A la question de savoir comment ces personnes déplacées peuvent- elles être appuyées de manière à remodeler les systèmes de santé et les mécanismes de prestation qui répondent au mieux à leurs besoins, le Directeur de cette étude a, sur base des recommandations de l’étude, évoqué l’appui des organisations internationales aux personnes déplacées mais aussi l’implication de l’état en mettant sur pied des structures d’accompagnement au niveau de la base.
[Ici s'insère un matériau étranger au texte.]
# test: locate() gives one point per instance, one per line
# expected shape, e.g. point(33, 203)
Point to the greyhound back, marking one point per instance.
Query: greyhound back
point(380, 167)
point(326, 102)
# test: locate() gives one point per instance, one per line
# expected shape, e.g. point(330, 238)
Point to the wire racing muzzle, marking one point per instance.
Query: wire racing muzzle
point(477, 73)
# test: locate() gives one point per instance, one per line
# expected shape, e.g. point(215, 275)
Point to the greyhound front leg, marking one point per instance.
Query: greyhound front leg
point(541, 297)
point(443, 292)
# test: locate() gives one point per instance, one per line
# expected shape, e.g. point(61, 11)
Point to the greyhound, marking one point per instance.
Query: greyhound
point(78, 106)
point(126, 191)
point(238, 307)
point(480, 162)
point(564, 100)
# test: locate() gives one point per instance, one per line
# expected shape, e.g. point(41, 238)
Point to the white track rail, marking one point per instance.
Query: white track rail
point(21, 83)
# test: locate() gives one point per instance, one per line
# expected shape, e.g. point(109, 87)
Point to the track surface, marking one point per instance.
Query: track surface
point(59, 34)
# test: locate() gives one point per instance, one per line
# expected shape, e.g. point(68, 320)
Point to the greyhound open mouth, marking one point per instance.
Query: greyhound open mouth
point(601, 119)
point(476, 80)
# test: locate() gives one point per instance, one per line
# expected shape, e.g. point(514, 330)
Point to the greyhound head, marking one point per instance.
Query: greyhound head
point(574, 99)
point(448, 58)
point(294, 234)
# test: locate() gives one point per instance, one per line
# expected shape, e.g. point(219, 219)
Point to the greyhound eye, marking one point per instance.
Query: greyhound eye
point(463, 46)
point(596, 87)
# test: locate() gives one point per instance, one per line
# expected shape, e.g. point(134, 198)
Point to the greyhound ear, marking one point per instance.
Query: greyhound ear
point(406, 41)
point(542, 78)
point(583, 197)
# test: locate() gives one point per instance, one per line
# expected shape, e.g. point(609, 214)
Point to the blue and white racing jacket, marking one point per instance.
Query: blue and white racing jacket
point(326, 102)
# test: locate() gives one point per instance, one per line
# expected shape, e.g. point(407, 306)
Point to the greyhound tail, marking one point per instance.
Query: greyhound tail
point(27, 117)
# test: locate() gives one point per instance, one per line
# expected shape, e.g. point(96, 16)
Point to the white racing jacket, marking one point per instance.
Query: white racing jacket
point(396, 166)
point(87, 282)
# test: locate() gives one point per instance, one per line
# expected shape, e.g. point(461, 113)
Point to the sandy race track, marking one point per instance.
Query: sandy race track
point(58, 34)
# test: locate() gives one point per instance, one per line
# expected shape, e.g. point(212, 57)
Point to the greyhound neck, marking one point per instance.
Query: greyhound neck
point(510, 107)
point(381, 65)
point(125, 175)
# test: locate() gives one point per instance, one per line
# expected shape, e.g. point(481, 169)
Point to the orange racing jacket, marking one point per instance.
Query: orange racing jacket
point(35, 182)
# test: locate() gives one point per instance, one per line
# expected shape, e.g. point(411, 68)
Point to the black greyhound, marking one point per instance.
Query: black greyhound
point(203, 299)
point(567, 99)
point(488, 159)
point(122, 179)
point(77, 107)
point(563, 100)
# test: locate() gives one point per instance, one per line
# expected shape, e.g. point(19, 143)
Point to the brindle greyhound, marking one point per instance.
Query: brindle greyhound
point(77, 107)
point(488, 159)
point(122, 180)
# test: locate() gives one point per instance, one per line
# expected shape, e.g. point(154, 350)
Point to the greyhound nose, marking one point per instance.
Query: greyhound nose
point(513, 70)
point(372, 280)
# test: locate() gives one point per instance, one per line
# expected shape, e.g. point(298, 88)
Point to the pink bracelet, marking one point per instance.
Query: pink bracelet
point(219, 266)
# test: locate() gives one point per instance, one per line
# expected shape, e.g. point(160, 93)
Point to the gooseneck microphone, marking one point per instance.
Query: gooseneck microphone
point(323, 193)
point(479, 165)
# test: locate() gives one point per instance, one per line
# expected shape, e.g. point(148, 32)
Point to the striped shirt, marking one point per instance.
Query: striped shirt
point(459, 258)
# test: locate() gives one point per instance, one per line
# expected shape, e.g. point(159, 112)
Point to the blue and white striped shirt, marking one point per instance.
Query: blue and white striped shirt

Ceci pour permettre l’accès aux soins de santé en faveur de ces dernières.
Lire aussi: Sud-Kivu : le CEDM en atelier de validation du curriculum de master en genre et service social
« Les solutions envisageables sont telles que les organisations internationales doivent penser à l’autonomisation des personnes déplacées en finançant tant soit peu les petites activités qui vont leur permettre de redémarrer et avoir une source de revenus. Deuxièmement, l’État doit mettre en place des structures d’accompagnement à partir de la base pour permettre à ces personnes déplacées d’avoir, tant soit peu, la possibilité d’accéder aux services de soins de santé. Le mieux serait d’accompagner très rapidement ces personnes » a recommandé Ngongo Muganza Henri.
Contexte
Il faut dire que depuis 2020, l’Université Evangélique en Afrique est en partenariat avec l’Université d’Edinburgh et d’autres partenaires en Somalie, au Kenya, en Afrique du Sud, pour mener des recherches autours de l’accès aux soins de santé des congolais et somaliens déplacées de longue durée dans leur pays, au Kenya et en Afrique du Sud.
Ce projet a comme ambition d’abord d’analyser le cadre légal du système de santé dans ces pays concernés, d’analyser les connections sociales de ces déplacés dans la recherche des soins de santé, comment peuvent- ils être soutenus pour un mécanisme de prestation qui répond mieux à leurs besoins et ainsi formuler des recommandations et stratégies d’accès aux soins de santé pour ces personnes déplacées.
C’est dans ce cadre que le CEDM a donc organisé cet atelier de présentation de ces résultats aux parties prenantes intervenant dans le mécanisme de soins de santé de la province du Sud-Kivu, y compris les bénéficiaires et les prestataires des soins des zones concernées par l’étude. Ceux-ci ont donné des avis sur comment ces personnes déplacées peuvent être appuyées de manière à remodeler les systèmes de santé et les mécanismes de prestation qui répondent au mieux à leurs besoins.
Selon les organisateurs (CEDM), ces avis seront alors transmis aux parties concernées (Etat congolais et organisations internationales partenaires du Gouvernement) pour une meilleure amélioration du système de santé en faveur des personnes déplacées internes au Sud-Kivu.